Correct folding of a ribozyme induced by nonspecific macromolecules.

The 50-nucleotide hammerhead ribozyme HH-S was tested for self-cleavage. The self-cleavage was very inefficient, and only 13% of HH-S was transformed to its cleavage products. Surprisingly, the percentage of cleavage of HH-S was increased to 30% when 1 microg of tRNA was added to the reaction mixture (6 microL). Other macromolecules such as DNAs and proteins were examined to see if they also augmented cleavage of HH-S, and it was found that most of the macromolecules tested, except nucleotide monomers, did indeed enhance HH-S cleavage. The self-cleaving reaction was almost saturated in 30 min, and only 13% of HH-S was cleaved at 37 degrees C for a 70-min reaction, indicating that 87% of HH-S was in kinetically trapped inactive conformations. Time courses for the reaction of the HH-S self-cleavage were also measured in the presence of tRNA, an oligodeoxyribonucleotide, or BSA. Cleavage of HH-S, which had already reached a plateau of 13% cleaved, increased gradually after the addition of the effector molecules.

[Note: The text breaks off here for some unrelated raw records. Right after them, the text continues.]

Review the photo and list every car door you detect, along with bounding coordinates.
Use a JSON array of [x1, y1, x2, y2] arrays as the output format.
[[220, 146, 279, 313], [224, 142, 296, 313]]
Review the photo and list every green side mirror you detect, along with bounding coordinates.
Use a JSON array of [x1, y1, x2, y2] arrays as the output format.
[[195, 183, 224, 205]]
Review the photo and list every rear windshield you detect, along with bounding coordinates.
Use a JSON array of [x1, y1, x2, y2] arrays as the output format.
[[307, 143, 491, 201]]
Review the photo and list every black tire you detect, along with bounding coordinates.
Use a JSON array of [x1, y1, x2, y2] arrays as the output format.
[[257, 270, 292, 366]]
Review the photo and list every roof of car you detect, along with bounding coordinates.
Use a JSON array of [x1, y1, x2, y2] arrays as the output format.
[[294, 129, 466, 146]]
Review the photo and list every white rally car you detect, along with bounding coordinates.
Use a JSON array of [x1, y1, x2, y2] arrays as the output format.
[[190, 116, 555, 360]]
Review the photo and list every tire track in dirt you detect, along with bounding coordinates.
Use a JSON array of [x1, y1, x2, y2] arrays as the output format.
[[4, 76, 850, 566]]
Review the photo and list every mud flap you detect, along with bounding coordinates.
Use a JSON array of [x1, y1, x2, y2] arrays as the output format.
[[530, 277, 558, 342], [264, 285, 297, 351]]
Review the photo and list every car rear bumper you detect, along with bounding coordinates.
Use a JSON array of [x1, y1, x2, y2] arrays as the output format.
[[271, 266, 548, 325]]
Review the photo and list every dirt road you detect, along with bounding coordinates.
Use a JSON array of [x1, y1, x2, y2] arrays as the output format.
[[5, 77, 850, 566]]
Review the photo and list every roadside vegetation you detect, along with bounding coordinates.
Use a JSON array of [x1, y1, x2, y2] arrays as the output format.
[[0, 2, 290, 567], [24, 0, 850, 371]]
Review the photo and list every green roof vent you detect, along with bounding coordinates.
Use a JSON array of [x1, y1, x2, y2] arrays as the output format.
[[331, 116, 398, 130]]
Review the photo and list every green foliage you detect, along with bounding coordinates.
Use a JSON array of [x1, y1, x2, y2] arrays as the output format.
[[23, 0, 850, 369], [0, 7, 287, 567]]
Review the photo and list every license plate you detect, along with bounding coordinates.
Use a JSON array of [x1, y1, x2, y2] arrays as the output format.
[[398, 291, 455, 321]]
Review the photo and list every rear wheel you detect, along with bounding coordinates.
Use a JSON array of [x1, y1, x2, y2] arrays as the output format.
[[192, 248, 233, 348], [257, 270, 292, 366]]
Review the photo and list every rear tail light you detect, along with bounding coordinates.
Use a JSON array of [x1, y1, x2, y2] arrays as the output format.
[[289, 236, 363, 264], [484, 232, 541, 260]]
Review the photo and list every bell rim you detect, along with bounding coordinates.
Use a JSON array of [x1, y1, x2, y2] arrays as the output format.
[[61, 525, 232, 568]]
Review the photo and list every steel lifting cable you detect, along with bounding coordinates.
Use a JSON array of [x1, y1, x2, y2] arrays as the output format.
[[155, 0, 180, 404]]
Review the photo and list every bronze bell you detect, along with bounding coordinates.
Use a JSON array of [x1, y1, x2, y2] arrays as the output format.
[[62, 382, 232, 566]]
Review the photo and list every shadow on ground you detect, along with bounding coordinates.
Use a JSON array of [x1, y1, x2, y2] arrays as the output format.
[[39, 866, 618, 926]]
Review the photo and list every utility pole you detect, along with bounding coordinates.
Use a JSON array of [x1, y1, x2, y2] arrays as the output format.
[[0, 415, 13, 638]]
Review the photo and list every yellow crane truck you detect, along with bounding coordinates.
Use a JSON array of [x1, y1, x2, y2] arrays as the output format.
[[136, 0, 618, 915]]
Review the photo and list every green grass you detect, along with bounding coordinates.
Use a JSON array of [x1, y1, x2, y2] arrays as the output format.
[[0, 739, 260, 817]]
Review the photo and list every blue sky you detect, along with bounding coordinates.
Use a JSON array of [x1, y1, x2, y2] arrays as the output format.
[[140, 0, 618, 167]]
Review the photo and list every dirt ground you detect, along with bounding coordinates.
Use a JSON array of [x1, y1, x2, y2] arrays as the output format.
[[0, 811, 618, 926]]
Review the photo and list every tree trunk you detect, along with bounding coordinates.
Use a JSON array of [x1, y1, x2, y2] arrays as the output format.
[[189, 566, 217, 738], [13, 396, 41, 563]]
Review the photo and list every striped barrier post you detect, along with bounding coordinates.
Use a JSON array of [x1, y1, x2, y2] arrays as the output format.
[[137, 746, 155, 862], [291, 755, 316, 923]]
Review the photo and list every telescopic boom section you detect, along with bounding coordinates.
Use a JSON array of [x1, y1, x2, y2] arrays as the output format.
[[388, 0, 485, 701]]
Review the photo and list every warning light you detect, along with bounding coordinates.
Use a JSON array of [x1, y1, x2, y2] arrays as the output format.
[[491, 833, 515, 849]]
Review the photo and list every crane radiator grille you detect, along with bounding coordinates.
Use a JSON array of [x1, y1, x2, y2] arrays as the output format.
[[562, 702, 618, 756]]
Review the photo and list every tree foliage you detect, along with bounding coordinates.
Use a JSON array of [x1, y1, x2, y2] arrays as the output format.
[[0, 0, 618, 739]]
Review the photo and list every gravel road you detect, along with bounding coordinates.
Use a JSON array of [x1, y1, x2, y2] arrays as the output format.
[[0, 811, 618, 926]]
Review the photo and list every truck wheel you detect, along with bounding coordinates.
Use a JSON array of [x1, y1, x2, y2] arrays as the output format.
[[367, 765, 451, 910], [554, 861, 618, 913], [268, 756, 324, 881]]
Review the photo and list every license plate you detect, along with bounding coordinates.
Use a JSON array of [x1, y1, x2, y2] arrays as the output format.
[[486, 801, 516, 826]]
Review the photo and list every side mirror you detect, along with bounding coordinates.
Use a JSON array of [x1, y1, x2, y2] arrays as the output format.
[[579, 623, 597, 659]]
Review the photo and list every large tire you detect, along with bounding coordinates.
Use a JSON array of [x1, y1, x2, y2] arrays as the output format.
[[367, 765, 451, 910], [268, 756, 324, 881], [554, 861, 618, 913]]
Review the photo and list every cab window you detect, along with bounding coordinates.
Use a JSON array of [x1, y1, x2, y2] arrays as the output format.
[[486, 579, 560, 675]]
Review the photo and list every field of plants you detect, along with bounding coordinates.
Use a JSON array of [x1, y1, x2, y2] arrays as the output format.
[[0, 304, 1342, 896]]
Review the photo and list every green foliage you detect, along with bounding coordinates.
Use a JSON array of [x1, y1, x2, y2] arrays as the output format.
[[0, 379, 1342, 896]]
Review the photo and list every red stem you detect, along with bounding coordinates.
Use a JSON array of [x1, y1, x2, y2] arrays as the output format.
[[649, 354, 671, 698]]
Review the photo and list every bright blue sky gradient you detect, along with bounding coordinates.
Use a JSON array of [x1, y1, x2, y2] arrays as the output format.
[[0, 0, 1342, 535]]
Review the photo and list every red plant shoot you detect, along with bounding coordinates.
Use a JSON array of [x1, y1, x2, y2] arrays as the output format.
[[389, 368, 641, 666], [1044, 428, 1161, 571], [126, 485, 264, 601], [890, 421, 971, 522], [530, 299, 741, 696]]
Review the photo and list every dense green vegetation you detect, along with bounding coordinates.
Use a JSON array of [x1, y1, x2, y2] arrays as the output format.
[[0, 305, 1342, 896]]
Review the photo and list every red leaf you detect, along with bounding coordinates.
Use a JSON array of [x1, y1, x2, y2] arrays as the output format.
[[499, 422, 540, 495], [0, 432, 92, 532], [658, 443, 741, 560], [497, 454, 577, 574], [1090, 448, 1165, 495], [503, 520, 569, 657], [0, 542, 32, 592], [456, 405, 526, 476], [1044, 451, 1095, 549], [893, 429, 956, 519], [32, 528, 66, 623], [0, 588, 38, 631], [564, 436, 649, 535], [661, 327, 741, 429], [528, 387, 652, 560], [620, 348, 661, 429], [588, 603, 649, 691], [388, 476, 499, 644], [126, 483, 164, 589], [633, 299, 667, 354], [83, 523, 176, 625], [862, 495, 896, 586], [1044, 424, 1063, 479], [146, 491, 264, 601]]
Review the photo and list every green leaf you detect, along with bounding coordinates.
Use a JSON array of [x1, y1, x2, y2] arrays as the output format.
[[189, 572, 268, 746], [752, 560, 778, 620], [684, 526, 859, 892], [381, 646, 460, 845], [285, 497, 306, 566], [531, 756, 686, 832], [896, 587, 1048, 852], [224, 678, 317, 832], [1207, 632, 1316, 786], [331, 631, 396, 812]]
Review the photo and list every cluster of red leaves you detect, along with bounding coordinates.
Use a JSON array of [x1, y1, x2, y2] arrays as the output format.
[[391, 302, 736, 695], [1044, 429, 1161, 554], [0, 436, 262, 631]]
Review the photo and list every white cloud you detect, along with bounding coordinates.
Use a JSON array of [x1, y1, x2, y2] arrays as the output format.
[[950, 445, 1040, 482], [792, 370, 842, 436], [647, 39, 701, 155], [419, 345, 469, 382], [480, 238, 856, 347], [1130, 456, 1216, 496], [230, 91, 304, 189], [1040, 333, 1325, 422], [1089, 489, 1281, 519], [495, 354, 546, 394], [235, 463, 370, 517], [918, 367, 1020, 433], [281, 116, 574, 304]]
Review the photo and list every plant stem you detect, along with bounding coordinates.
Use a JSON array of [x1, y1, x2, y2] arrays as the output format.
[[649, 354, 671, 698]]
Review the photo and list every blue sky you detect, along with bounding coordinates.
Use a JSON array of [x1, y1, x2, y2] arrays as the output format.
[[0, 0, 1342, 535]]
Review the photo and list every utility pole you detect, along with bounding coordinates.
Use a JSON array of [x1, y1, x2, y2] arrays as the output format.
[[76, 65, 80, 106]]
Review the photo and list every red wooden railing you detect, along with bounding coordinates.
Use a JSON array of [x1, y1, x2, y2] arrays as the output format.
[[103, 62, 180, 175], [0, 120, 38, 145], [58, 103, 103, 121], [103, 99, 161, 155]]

The first-order rate constant for the self-cleavage reaction in the absence of an effector was comparable to that in the presence of BSA, indicating that the effector molecules do not affect the chemical step of self-cleavage. These results demonstrate that a variety of nonspecific macromolecules can induce conformational change of the hammerhead even in such a low concentration as 0.003% (w/v). This conformational change may occur by macromolecular collisions, or nonspecific weak interactions between HH-S and effectors. Alternatively, a molecular crowding effect may cause the conformational change.